Little is known of his early life other than that he was an adventurous young man when he came to Canada at the turn of the century. When he arrived in this part of Canada, Alberta had not yet become a province. The area we now live in was still a part of the North West Territories. Soon after his arrival he became interested in the North West Mounted Police and decided to join the force.
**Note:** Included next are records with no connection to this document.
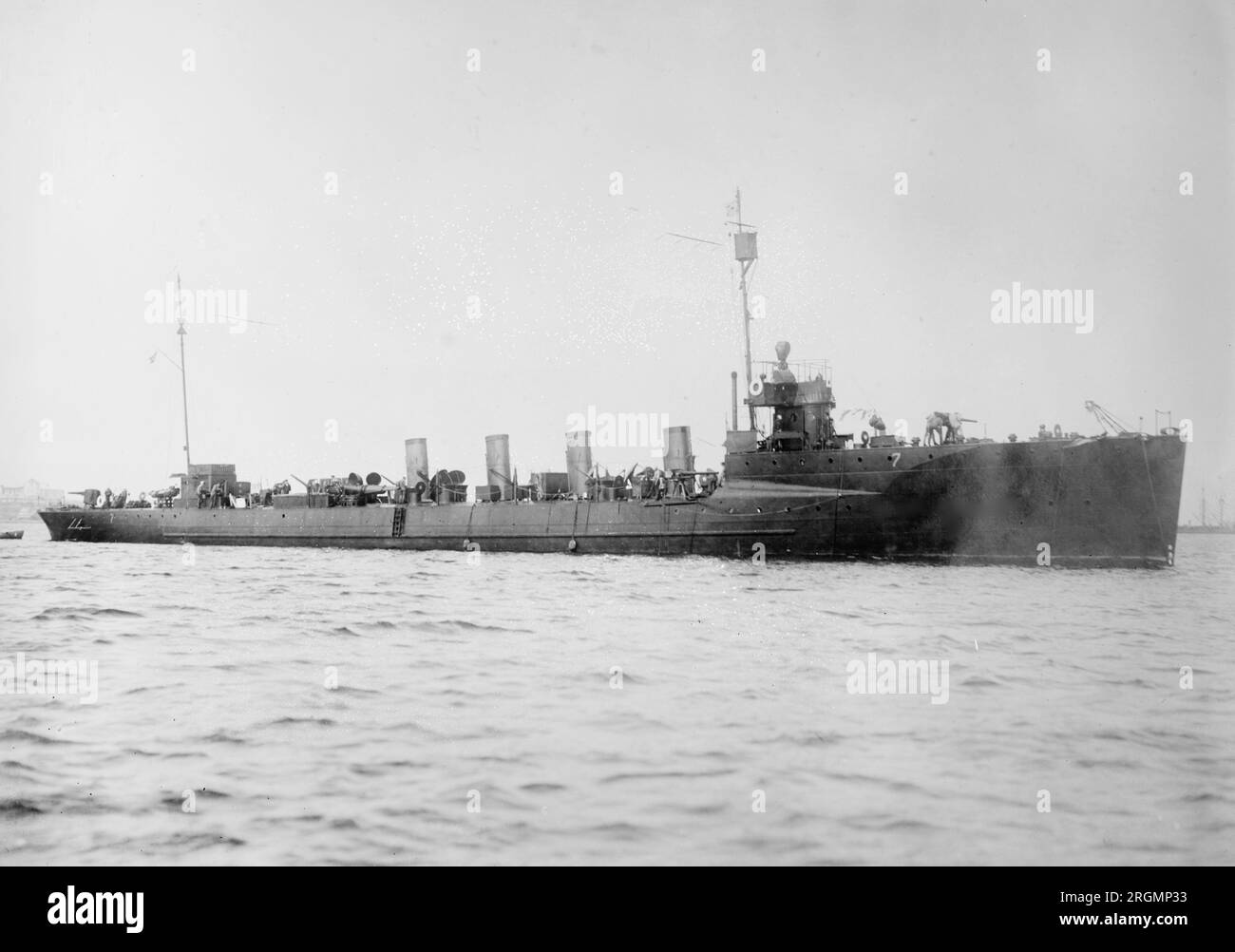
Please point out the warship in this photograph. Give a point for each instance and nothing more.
(791, 486)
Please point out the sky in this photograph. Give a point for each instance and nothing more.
(452, 219)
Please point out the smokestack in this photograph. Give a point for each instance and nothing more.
(416, 456)
(579, 462)
(497, 464)
(677, 448)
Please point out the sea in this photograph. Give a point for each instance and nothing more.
(217, 705)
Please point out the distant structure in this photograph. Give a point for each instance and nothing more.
(24, 502)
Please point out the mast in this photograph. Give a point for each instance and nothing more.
(746, 255)
(184, 383)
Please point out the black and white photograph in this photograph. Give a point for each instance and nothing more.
(548, 433)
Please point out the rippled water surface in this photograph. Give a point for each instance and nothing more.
(494, 685)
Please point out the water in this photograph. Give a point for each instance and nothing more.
(493, 685)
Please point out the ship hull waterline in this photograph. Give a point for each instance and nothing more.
(1093, 502)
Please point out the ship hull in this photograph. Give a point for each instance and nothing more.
(1107, 502)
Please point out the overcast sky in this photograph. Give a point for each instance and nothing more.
(477, 275)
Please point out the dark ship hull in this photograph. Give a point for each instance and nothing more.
(1086, 502)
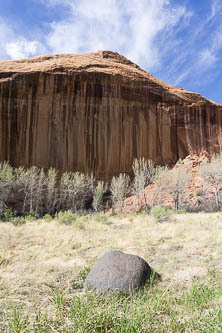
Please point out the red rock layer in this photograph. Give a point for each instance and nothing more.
(97, 112)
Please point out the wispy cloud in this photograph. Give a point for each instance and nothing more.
(128, 27)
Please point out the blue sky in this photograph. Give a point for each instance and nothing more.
(178, 41)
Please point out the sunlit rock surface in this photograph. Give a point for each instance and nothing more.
(96, 112)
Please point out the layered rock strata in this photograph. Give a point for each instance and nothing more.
(96, 112)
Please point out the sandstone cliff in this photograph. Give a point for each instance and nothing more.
(97, 112)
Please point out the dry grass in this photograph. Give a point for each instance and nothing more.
(39, 256)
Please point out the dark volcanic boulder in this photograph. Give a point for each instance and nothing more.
(118, 271)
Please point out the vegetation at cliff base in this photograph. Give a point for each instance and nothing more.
(43, 264)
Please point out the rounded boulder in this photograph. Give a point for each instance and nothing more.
(117, 271)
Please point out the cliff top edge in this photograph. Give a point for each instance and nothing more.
(103, 61)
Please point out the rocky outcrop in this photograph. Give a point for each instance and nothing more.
(117, 271)
(97, 112)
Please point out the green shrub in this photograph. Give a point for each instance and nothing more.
(161, 214)
(47, 218)
(7, 214)
(67, 217)
(32, 216)
(18, 220)
(101, 217)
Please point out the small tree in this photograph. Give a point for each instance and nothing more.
(6, 184)
(211, 172)
(161, 183)
(144, 172)
(170, 185)
(120, 189)
(98, 195)
(74, 188)
(51, 190)
(28, 182)
(178, 182)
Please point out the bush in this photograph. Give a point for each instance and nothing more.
(98, 196)
(161, 214)
(7, 214)
(101, 217)
(120, 188)
(144, 172)
(67, 217)
(18, 220)
(47, 218)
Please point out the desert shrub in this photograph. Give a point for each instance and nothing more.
(211, 172)
(161, 181)
(7, 214)
(98, 195)
(67, 217)
(74, 189)
(177, 186)
(47, 218)
(144, 172)
(161, 214)
(51, 191)
(18, 220)
(31, 183)
(170, 185)
(101, 217)
(6, 184)
(31, 216)
(120, 188)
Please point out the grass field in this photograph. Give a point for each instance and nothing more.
(43, 266)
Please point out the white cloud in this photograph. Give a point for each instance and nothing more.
(22, 48)
(16, 47)
(127, 26)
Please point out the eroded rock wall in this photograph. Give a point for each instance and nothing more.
(94, 121)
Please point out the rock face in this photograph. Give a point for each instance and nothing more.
(96, 112)
(118, 271)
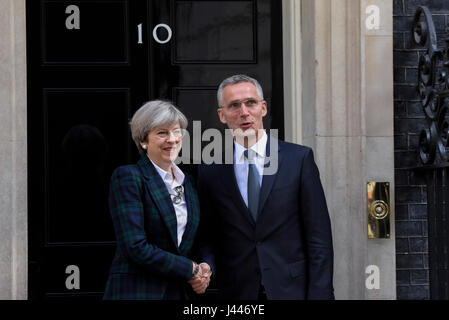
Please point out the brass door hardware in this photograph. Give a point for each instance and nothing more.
(378, 199)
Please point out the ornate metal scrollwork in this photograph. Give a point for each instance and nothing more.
(433, 85)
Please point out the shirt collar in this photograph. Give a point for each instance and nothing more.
(260, 147)
(167, 176)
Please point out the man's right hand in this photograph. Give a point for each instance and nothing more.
(201, 281)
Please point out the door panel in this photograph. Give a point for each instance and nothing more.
(102, 36)
(215, 32)
(85, 84)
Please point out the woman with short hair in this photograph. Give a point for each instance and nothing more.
(155, 211)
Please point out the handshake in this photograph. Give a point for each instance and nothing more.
(200, 281)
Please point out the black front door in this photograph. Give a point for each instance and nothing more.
(91, 64)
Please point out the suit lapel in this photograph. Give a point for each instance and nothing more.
(160, 196)
(230, 184)
(268, 180)
(192, 216)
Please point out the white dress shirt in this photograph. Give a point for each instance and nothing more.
(171, 184)
(241, 164)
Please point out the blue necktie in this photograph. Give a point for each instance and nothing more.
(253, 184)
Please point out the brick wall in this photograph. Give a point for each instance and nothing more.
(411, 222)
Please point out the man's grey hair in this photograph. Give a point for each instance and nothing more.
(239, 78)
(153, 114)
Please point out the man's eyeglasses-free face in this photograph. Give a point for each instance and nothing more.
(236, 105)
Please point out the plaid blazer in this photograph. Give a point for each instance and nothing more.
(148, 263)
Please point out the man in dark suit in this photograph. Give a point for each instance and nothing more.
(265, 233)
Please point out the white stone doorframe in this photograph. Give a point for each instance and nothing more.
(338, 95)
(13, 151)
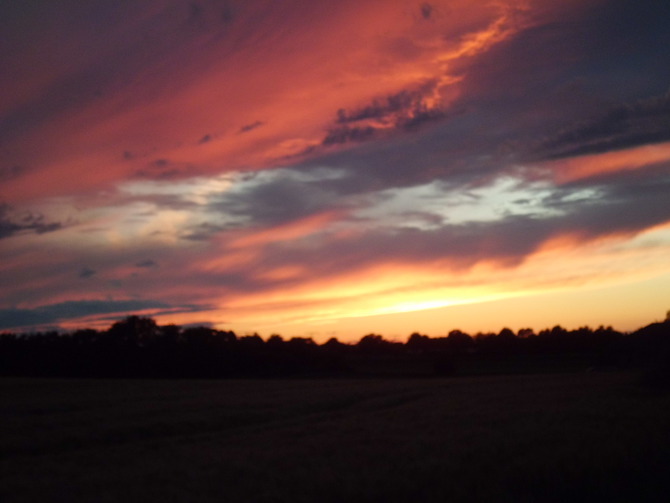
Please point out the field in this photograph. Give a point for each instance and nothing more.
(529, 438)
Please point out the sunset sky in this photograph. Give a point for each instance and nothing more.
(324, 168)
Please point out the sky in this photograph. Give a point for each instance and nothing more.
(330, 169)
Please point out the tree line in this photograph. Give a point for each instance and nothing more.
(137, 346)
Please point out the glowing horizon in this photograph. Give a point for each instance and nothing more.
(311, 168)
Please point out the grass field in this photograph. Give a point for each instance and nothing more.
(530, 438)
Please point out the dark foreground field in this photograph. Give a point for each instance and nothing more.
(560, 437)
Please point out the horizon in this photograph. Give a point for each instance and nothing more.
(320, 169)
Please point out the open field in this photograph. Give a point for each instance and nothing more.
(554, 437)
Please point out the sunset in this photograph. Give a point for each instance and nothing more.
(331, 169)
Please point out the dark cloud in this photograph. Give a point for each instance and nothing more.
(623, 126)
(250, 127)
(11, 223)
(53, 313)
(345, 134)
(280, 197)
(621, 203)
(87, 272)
(165, 169)
(403, 104)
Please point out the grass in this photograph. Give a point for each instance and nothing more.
(552, 437)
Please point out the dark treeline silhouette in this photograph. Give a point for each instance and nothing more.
(138, 347)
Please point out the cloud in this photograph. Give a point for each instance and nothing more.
(10, 172)
(644, 122)
(87, 272)
(148, 263)
(12, 224)
(54, 313)
(250, 127)
(426, 10)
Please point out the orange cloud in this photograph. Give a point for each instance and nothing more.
(576, 168)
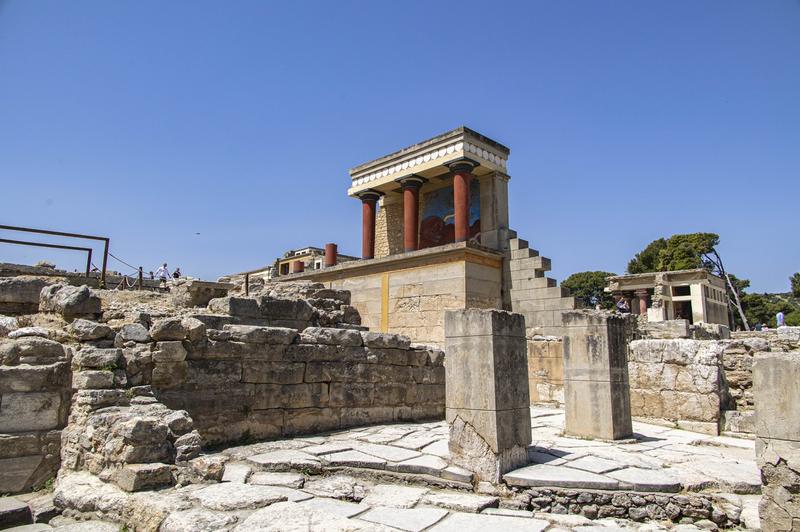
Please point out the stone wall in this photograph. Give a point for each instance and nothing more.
(407, 294)
(546, 370)
(34, 404)
(677, 382)
(251, 382)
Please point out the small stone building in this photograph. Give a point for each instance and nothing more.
(436, 237)
(693, 295)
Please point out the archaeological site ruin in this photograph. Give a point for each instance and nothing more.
(440, 382)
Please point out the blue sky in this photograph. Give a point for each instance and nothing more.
(152, 121)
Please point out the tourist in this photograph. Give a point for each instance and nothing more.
(163, 273)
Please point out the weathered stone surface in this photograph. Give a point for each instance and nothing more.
(338, 487)
(41, 332)
(95, 358)
(235, 306)
(385, 340)
(69, 300)
(776, 384)
(237, 473)
(169, 351)
(195, 520)
(7, 325)
(234, 496)
(30, 349)
(394, 496)
(286, 480)
(646, 480)
(487, 391)
(13, 512)
(27, 378)
(138, 477)
(92, 380)
(287, 516)
(330, 336)
(284, 460)
(86, 330)
(21, 412)
(461, 502)
(261, 335)
(167, 329)
(458, 522)
(596, 395)
(410, 519)
(563, 477)
(134, 332)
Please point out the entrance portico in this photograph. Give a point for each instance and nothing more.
(451, 188)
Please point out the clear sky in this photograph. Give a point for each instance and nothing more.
(152, 121)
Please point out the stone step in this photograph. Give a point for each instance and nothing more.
(536, 282)
(524, 253)
(518, 295)
(530, 263)
(517, 243)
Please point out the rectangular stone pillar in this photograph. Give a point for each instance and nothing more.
(776, 390)
(486, 368)
(596, 390)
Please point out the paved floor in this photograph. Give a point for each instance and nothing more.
(275, 485)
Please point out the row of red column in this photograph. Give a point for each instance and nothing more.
(410, 186)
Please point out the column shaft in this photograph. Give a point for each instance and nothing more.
(368, 227)
(461, 181)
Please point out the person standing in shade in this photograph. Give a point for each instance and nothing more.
(163, 274)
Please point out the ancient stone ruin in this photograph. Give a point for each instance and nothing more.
(442, 382)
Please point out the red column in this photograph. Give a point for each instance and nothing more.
(331, 253)
(411, 186)
(462, 175)
(368, 201)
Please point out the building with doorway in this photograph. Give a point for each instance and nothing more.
(435, 236)
(694, 295)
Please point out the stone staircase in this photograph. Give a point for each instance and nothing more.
(533, 294)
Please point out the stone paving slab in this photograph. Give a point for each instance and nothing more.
(408, 519)
(456, 522)
(543, 475)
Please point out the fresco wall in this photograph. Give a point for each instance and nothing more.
(438, 218)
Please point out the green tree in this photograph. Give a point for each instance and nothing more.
(647, 260)
(588, 287)
(684, 252)
(795, 282)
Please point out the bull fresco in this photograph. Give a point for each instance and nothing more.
(438, 216)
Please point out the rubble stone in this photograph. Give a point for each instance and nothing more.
(69, 301)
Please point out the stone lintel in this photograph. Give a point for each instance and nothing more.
(430, 158)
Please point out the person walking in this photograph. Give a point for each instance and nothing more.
(163, 274)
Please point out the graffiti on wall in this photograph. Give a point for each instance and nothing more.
(438, 218)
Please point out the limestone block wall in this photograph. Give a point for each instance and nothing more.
(256, 382)
(677, 381)
(408, 295)
(34, 405)
(546, 370)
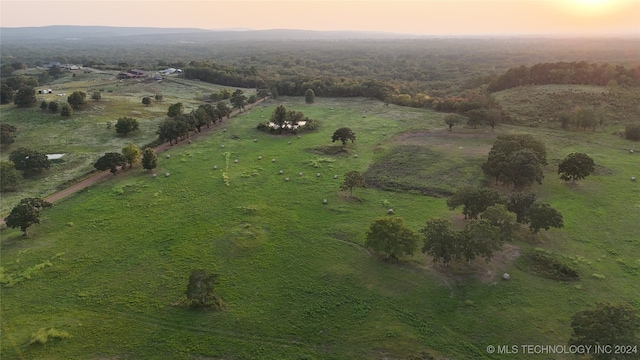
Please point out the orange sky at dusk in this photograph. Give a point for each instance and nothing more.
(430, 17)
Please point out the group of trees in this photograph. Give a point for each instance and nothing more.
(517, 160)
(577, 73)
(130, 155)
(178, 125)
(288, 121)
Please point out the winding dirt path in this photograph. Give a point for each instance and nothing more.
(105, 175)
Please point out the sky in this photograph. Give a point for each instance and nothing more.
(429, 17)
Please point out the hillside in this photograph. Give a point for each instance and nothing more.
(542, 104)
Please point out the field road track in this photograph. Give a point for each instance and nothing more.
(104, 175)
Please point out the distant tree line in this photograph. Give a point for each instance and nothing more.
(574, 73)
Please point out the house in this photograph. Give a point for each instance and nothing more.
(132, 74)
(52, 64)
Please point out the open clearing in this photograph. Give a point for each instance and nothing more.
(107, 264)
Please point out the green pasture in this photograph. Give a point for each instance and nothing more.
(108, 264)
(85, 136)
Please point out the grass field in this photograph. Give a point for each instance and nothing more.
(107, 264)
(85, 136)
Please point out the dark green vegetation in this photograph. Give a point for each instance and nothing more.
(305, 286)
(105, 271)
(608, 325)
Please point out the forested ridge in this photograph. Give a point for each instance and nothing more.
(449, 75)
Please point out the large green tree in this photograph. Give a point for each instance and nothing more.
(391, 238)
(26, 213)
(516, 159)
(110, 161)
(576, 166)
(175, 110)
(474, 200)
(607, 325)
(309, 96)
(200, 291)
(125, 125)
(440, 241)
(7, 134)
(343, 135)
(30, 162)
(352, 179)
(149, 159)
(25, 97)
(77, 100)
(454, 119)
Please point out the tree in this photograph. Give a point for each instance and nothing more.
(175, 110)
(25, 97)
(606, 325)
(343, 134)
(238, 100)
(476, 117)
(66, 110)
(6, 94)
(149, 159)
(474, 200)
(543, 216)
(576, 166)
(479, 238)
(111, 161)
(125, 125)
(202, 117)
(7, 134)
(26, 213)
(8, 176)
(77, 100)
(519, 203)
(30, 162)
(516, 159)
(391, 238)
(309, 96)
(440, 241)
(453, 119)
(53, 106)
(200, 292)
(222, 110)
(132, 153)
(352, 179)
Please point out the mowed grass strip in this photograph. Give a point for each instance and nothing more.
(293, 272)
He was sent to the Regina Training School for his training in 1903. About the time he became fully trained, the North West Mounted Police had changed its name to the Royal North West Mounted Police (1904).
Originally the NWM Police was established at Fort McLeod in 1874. Its main purpose was to protect the early settlers as well as to quell the whiskey trade which was playing havoc with the Indians in Southern Alberta.
Chanler's first posting was to the Saddle Lake district in 1904. There he purchased a quarter section of land (NW 16-54-20-4) and soon built a shack on it that served both as his sleeping quarters and as an office to conduct his policing duties from. Chanler patrolled the area between Saddle Lake and Onion Lake on horseback for a number of years, often stopping at the telegraph station at Mooswa (now Lindbergh), to send telegrams to his head office in Regina, Saskatchewan.
An early tax receipt shows Chanler paid the sum of $2 taxes for his quarter section of land in 1904. It was paid to the Government of the North West Territories in Regina. The following year, Alberta became a province (1905).
Chanler retired from the force after a few years and carried on with his farming operation in the Saddle Lake district. With the outbreak of World War I in 1914, Robert Chanler re-enlisted in the Royal North West Mounted Police and brushed up on his training at the Regina Training School. Upon completion of his training he again was posted to the territory he had previously patrolled when he first joined the Force. His regimental number was 2791. He stayed with the RNWM Police until the war ended and then retired again. While he was with the force he attained the rank of Corporal.
Chanter later sold his land in the Saddle Lake district and bought land in the Mooswa district (now Lindbergh), where he resumed farming on a small scale. His main interest was in dairy cattle and he soon was able to build up a fine herd of cows. He sold first grade cream to the Elk Point Creamery for many years. He kept cream fresh by storing it in a deep cool well until it could be delivered to Elk Point. Chanler lived on the quarter section of land that Don Lorenson now lives on (NW-24-56-5-W4). Over his gate he had a large sign erected which read "Coyote's Rest." For some unknown reason, he had no love for a coyote and whenever one passed near his farm he laid it to rest. He was an exceptionally good shot with his Winchester rifle and seldom did he miss his target.
"Bob," as he was known to everyone who knew him, was a likeable, well respected man who could relate many interesting stories, especially of his experiences while with the Royal North West Mounted Police. He kept a weather diary for over 50 years and seldom did he miss a day in recording weather conditions. Robert Chanler remained quite active until his death in 1956 at the age of 79 years. He was buried in the Lindbergh Cemetery.
Chanter played an active part in the Lindbergh district as well as the area in which he served, the area between Saddle Lake and Onion Lake during the pioneer years. He was very much a part of our past history.